The turtles pass by with their spry little necks.
The large turtle next to the small turtle
By the sea’s edge.
Small turtle, large turtle.
Small with the large,
Large with the small.

Where did you leave your child?
Where did the sea leave your child?

Ocean, ocean
Look at the small turtle
Look at the large turtle.

Where did the sea leave your child?

Large turtle, small turtle.



To each small thing…

A slow offering pulse in veins;
lichen green-blotched on weathered bark
as geometric cells unfold.

The young surge, shell-outward,
cleaving a brittle sphere to fall
plumply as a pulp to earth.

Dipping life-alert eyes that wait
an eternal moment,
sure of nothing but life-warm fragility.

A scruff of feathers in wind-
scrawny-necked on soft pads, scantling limbs;
the eyes cloudy in wind-blown light.

That dank life-brightness after rain, mud-lipped.
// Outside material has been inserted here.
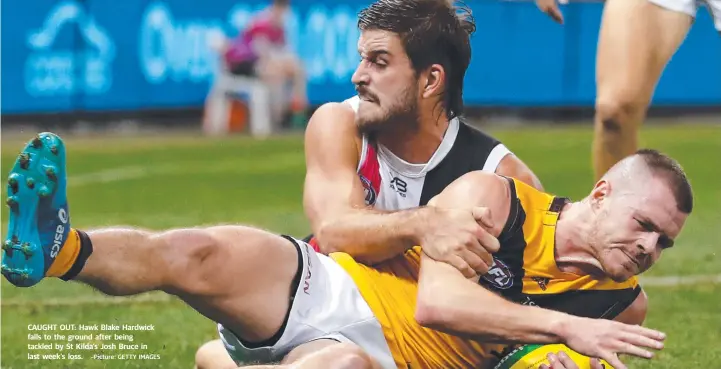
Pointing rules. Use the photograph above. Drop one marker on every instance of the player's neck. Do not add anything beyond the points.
(415, 145)
(573, 251)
The traditional Mexican poems reveal an attuned awareness to nature and this is expressed with tender simplicity.

The fragility and resiliance of nature is something that’s attempted in “To each small thing” and it expresses a personal response to the Mexican poems.


Michael Lee Rattigan was born in Croydon, England. He studied at the University of Kent and Trinity College Dublin. He has lived and taught in Cancun, Mexico and Palma de Mallorca. Through Rufus Books he has published “Nature Notes” and a complete translation of Fernando Pessoa’s Caeiro poems. He currently enjoys being interrupted from anything resembling work by his baby niece, Meadow.